Give me the litter-strewn streets any night.


  1. Hello Tom:
    Sadly, we do share many of the views you express here regarding public 'green' spaces in England. The contrast could not be more striking in Budapest where green space is at a premium and is universally well used. A lack of money, in this case happily, disallows multi-coloured displays of seasonal bedding but it is more than compensated for by the gaily painted playground areas which are always teeming with children.

  2. And I bet the Hungarians do not have a Victorian tradition of Salvation Army brass bands playing for our edification as we give the son and heir some sun and air.

  3. I've always found 'municipal flower beds' highly amusing. Floral clocks, coats of arms, animals, etc. It's 'folk art' gone NUTS.

  4. Actually, Cro, a few years ago here in Bath, there was a team of council gardeners who were absolutely BRILLIANT at these floral sculptures. One year, they excelled themselves with a vast depiction of 'The Magic Roundabout', all made in flowers placed on a chicken-wire frame. They did a good Jurassic scene once too - lots of almost life-sized dinosaurs.

  5. I don't believe the girl never turned up to meet as fine and entertaining a person as yourself! She must have been delayed at the hairdressers! Only two days now till you get to have three pints instead of two! What a joy!

  6. There's a municipal roundabout in Cahors (near here) which is known as Telly Tubby Land. It even has it's own small vineyard!

  7. I just love the way French do their roundabouts. Peculiar and incredibly brilliant! (Generally I detest municipal parks, too regimental and artificial, too many garish climbing frames and noisy kids.)

  8. Probably it was a bored journalist. What tremendous fun to dream up a story like that and set it loose on unsuspecting grumpy old men all over the country.
    Anyway, once the wannabe policemen all die or leave for higher paying jobs in the private sector, nannies, personal trainers etc will happily go about their business regardless.

    Have faith in commonplace anarchy and utter indifference to authority, Tom! In the end, the legislators will answer to us all as we 'accidentally' step on their daffodils.

  9. Sorry, I meant 'f**king daffodils.'

  10. She didn't turn up because you don't stop complaing about everything! I do agree with you though..... & I have been told frequently that I moan all the time also!! xxx

  11. That's a nice thing to say, Mise. Actually, they were half way through treatment at various sex-change clinics, so had valid excuses, bless 'em.

    I'm with you on that one Sarah. There are many rumours about impending P.C. legislation involving immigration, sex equality, etc. etc. and they are not all directed at grumpy old men. Some of them are directly targeted at people like Tracey above, and she passes them on to us old gits direct.

  12. 'm not too keen on parks either Tom - I think this is something to do with growing up in the country where my grass, trees, flowers etc. were a bit less manicures and a bit more real.
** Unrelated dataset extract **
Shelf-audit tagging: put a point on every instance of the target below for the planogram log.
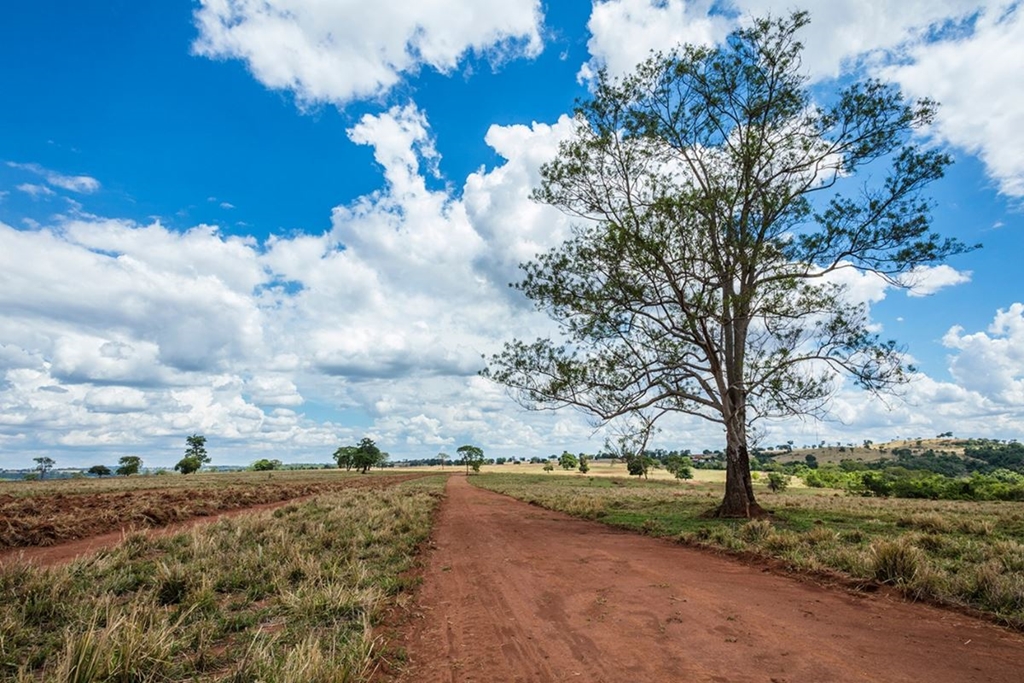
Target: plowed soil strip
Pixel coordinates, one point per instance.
(517, 593)
(61, 553)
  13. "I just love the way French do their roundabouts"

    the wrong way round

  14. My local council has just spent a bloody fortune on our local park - planting trees and erecting some of those expensive adventure playground / Marine Corps. drill punishment type climbing frames for the kiddies to break limbs on.
    Trouble is the area is mainly used by the local adolescent scum who insist on taking carrier bags of bottles to smash on any available square yard of newly laid path and delight in breaking all the new trees at the stem.
    Still, nice to see my council tax going to good use...

  15. The first roundabout in the world was created after the French Revolution, on the site where most of the Guillotinings took place, and still operates as one today - Place de Concorde, I think. They go in an anti-clockwise direction - very strange.